Dashti recalled that in 1992 she was back in Kuwait after earning her doctorate from Johns Hopkins University and working at a scientific research center when she thought, "I'm going to hit the glass ceiling very soon."
"I thought, why should I be in the shadows when I can be in the forefront, and I realized that getting my political rights was the only way to do that."
Soon after, she started voting, albeit vicariously. When elections came, she persuaded two of her brothers to each give her one of their two votes. "They each chose one candidate, and I chose two," she said, adding that the invisibility was painful.

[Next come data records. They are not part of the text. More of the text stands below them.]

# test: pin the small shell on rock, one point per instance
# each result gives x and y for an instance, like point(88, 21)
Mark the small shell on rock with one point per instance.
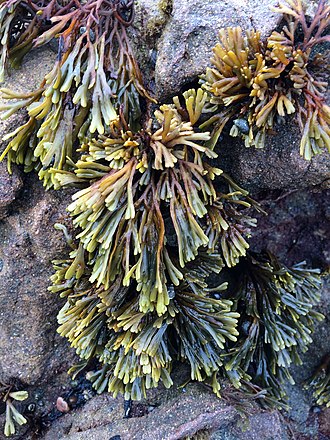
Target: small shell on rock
point(62, 405)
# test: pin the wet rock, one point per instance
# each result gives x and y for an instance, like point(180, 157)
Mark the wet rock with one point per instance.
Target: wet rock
point(30, 350)
point(264, 425)
point(276, 166)
point(178, 416)
point(10, 185)
point(185, 47)
point(29, 347)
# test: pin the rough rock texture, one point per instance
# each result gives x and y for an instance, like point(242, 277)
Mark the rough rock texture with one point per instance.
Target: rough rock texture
point(276, 166)
point(10, 185)
point(174, 37)
point(174, 41)
point(186, 43)
point(179, 416)
point(29, 349)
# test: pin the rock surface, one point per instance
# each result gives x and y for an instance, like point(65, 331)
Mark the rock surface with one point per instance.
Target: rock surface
point(175, 38)
point(179, 416)
point(191, 31)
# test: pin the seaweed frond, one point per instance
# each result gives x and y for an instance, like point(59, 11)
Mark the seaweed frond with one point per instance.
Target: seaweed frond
point(320, 383)
point(8, 395)
point(277, 317)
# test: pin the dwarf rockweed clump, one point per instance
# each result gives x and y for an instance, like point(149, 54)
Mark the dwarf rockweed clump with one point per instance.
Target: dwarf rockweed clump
point(255, 83)
point(9, 396)
point(156, 220)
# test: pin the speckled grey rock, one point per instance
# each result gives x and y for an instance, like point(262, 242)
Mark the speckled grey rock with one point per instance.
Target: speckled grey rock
point(276, 166)
point(185, 46)
point(10, 185)
point(30, 350)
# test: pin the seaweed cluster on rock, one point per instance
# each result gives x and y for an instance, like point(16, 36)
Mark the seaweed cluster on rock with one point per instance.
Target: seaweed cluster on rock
point(255, 84)
point(155, 218)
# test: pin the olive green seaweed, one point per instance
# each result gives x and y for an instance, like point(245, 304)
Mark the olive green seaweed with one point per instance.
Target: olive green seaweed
point(155, 221)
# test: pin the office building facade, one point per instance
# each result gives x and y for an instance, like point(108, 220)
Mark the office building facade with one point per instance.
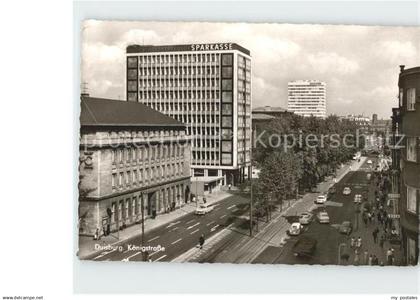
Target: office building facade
point(134, 164)
point(307, 98)
point(208, 88)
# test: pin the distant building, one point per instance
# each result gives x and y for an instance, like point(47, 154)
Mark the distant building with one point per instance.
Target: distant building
point(406, 161)
point(307, 98)
point(208, 88)
point(380, 125)
point(129, 152)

"I used to feel I was just a number, a citizen without a voice or rights. It used to hurt," she said.
The suffrage movement received a shot in the arm in 1999, when Kuwait's ruling prince at the time, Jabir al-Ahmed al-Sabah, issued a decree declaring that women should be allowed to participate in parliamentary elections. But for six years that bill was shot down by a parliament dominated by tribal and conservative Islamic leaders engaged in a power struggle with the government.

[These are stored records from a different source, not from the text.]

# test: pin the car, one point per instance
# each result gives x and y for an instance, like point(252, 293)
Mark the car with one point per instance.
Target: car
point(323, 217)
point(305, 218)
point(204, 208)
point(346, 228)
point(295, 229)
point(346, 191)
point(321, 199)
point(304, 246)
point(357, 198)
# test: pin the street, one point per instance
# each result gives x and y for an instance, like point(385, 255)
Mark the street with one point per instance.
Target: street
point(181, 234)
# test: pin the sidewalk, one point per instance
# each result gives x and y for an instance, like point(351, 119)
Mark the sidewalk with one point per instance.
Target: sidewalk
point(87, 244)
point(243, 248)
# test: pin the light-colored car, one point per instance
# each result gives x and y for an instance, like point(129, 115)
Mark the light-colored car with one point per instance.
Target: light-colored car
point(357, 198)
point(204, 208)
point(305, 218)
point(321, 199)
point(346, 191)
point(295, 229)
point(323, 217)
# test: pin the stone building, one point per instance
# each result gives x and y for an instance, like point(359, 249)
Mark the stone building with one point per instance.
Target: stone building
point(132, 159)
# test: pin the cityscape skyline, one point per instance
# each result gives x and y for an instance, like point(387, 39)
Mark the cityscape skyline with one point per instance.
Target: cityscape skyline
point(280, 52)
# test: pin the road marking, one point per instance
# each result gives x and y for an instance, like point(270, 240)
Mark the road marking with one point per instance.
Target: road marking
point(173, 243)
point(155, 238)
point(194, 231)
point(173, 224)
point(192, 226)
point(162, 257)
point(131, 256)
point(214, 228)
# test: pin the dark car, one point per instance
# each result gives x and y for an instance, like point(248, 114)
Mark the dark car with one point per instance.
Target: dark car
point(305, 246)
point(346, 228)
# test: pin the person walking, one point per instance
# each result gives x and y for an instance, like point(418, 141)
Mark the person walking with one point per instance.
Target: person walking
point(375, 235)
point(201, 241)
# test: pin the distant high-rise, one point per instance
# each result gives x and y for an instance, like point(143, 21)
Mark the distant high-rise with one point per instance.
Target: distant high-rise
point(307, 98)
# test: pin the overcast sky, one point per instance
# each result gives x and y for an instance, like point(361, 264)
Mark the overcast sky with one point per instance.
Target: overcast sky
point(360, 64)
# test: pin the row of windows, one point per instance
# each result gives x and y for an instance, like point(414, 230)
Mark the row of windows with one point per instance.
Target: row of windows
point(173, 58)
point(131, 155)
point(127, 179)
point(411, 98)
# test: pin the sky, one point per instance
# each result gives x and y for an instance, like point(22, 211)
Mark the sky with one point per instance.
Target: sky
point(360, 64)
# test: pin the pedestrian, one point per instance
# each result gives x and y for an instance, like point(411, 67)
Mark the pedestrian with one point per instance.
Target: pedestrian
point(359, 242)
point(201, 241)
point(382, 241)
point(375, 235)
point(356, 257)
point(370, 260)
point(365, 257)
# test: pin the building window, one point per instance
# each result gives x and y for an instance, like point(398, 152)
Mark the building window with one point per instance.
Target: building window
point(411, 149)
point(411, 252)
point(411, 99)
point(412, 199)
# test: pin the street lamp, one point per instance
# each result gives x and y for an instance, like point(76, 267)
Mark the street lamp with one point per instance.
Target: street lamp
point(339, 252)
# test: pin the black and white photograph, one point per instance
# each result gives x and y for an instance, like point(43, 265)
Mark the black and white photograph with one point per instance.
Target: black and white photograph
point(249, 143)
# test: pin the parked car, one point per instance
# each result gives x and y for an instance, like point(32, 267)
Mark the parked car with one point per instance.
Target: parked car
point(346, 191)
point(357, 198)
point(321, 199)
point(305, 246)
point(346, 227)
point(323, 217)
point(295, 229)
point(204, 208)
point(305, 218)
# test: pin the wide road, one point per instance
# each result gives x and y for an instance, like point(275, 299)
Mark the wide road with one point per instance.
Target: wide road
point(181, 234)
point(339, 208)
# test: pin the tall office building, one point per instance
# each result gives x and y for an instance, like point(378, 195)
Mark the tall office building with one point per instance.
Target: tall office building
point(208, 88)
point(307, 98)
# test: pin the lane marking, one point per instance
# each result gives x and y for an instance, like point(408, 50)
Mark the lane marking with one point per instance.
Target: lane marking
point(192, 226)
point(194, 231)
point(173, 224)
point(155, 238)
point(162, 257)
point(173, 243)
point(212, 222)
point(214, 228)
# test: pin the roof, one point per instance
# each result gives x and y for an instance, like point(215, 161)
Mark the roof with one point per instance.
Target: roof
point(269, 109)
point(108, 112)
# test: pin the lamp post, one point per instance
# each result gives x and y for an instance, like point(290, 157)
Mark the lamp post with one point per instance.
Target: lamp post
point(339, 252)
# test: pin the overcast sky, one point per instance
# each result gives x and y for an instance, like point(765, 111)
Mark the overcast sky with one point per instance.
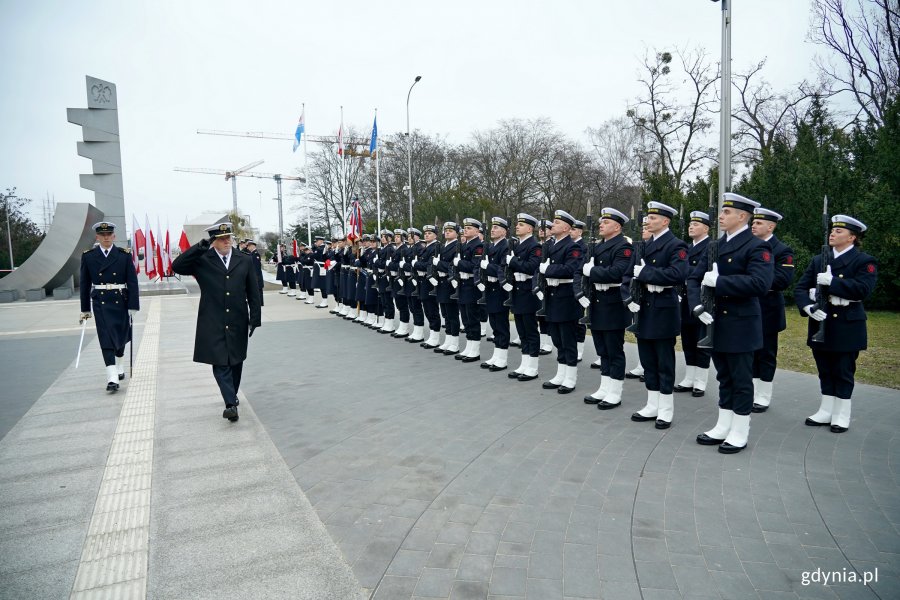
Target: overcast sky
point(188, 65)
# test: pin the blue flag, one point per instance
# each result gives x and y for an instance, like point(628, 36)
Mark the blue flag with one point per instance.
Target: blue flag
point(301, 127)
point(374, 142)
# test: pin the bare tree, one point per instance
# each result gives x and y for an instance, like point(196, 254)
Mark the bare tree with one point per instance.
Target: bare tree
point(676, 118)
point(865, 41)
point(762, 113)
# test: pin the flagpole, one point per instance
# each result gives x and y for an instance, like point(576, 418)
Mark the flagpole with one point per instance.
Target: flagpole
point(377, 173)
point(306, 183)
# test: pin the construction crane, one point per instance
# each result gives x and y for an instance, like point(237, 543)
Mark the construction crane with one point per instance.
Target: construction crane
point(242, 172)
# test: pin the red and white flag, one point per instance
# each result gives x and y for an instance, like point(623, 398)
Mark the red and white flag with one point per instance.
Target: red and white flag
point(137, 244)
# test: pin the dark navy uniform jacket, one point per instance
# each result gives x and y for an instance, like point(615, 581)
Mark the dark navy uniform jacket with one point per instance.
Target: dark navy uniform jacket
point(665, 264)
point(612, 260)
point(772, 304)
point(528, 255)
point(745, 275)
point(110, 306)
point(566, 258)
point(696, 256)
point(442, 270)
point(229, 304)
point(854, 275)
point(495, 295)
point(472, 252)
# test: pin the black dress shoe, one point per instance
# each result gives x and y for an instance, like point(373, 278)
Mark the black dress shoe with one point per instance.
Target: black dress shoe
point(705, 440)
point(230, 413)
point(726, 448)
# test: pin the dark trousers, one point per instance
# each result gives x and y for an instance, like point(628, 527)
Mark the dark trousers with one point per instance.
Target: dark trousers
point(690, 335)
point(734, 373)
point(563, 335)
point(500, 327)
point(529, 338)
point(836, 372)
point(580, 332)
point(765, 360)
point(658, 360)
point(450, 310)
point(430, 308)
point(229, 379)
point(471, 316)
point(610, 347)
point(402, 307)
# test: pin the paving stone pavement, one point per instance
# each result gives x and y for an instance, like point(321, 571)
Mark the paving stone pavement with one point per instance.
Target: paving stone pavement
point(366, 465)
point(438, 479)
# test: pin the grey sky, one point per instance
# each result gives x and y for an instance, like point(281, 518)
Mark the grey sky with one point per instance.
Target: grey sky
point(180, 66)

In that time, Dashti went to work lobbying members of parliament, meeting with every single one at his office, organizing marches and demonstrations, launching a court case against the government and registering to vote at the police station, even though women were not allowed to.
"They were polite to us," she said. "They offered us tea, but then they would tell us they can't register us and ask us to leave." Why then did she keep going back? She smiled. "We went about seven times," she said. "We wanted to make a statement."
Last year in March, she helped lead the largest demonstration for women's rights in Kuwaiti history when hundreds of women shouted out in parliament before being expelled.
With continued pressure from the emir, parliament finally passed the suffrage bill in May 2005. Dashti immediately decided to run in the next elections, scheduled for mid-2007.
But after a march on parliament earlier this year, when hundreds of young Kuwaitis demanded electoral reform, in which Dashti also took part, the new emir, Sabah al-Ahmad al-Sabah, dissolved parliament and called for early elections June 29.
If Dashti does not win, it might be more for her associations and accent than for her capabilities. Dashti's accent veers to the Lebanese, where her mother is from, and she has relied on support and training by foreign nongovernmental organizations, including American ones such as the National Democratic Institute and the Middle East Partnership Initiative. "We wanted women to have access to this training. We solicited various experiences about how to prepare ourselves. We wanted to equip and position ourselves early so that when we got our rights we would be ready," she said.
The hardest part of the struggle, Dashti said, has been the insults and rumors. Her critics have said she should be jailed and that she and other activists who accept foreign help and training are traitors.
"We were accused of being unpatriotic, of being anti-religion, of being anti-family. They said if women are allowed to run for office, this will promote promiscuity and divorce and homosexuality," she said.
Her detractors, she said, are extremists trying to hoard power and exclude women, while she is promoting democracy and inclusion. "The barometer for democracy is where you stand on women," she says.
In her last rally before election day, men sat in rows on one side and women on the other, filling up the huge campaign tent. After several female speakers seated on a platform talked about the importance of voting for Dashti, recounting how she had supported women over the years, it was Dashti's turn to speak.
She picked up the microphone, got off the dais, and walked up to the rows of supporters. "On June 29, we will make history. This 10th constituency will make history. Kuwait will make history," she told the crowd, her voice breaking.
"Please don't be lazy. Don't say it's too hot. Don't say I want to sleep. Get up and vote. I want your support. I want your votes. All I want is to serve Kuwait and its people," she said as the crowd cheered and clapped.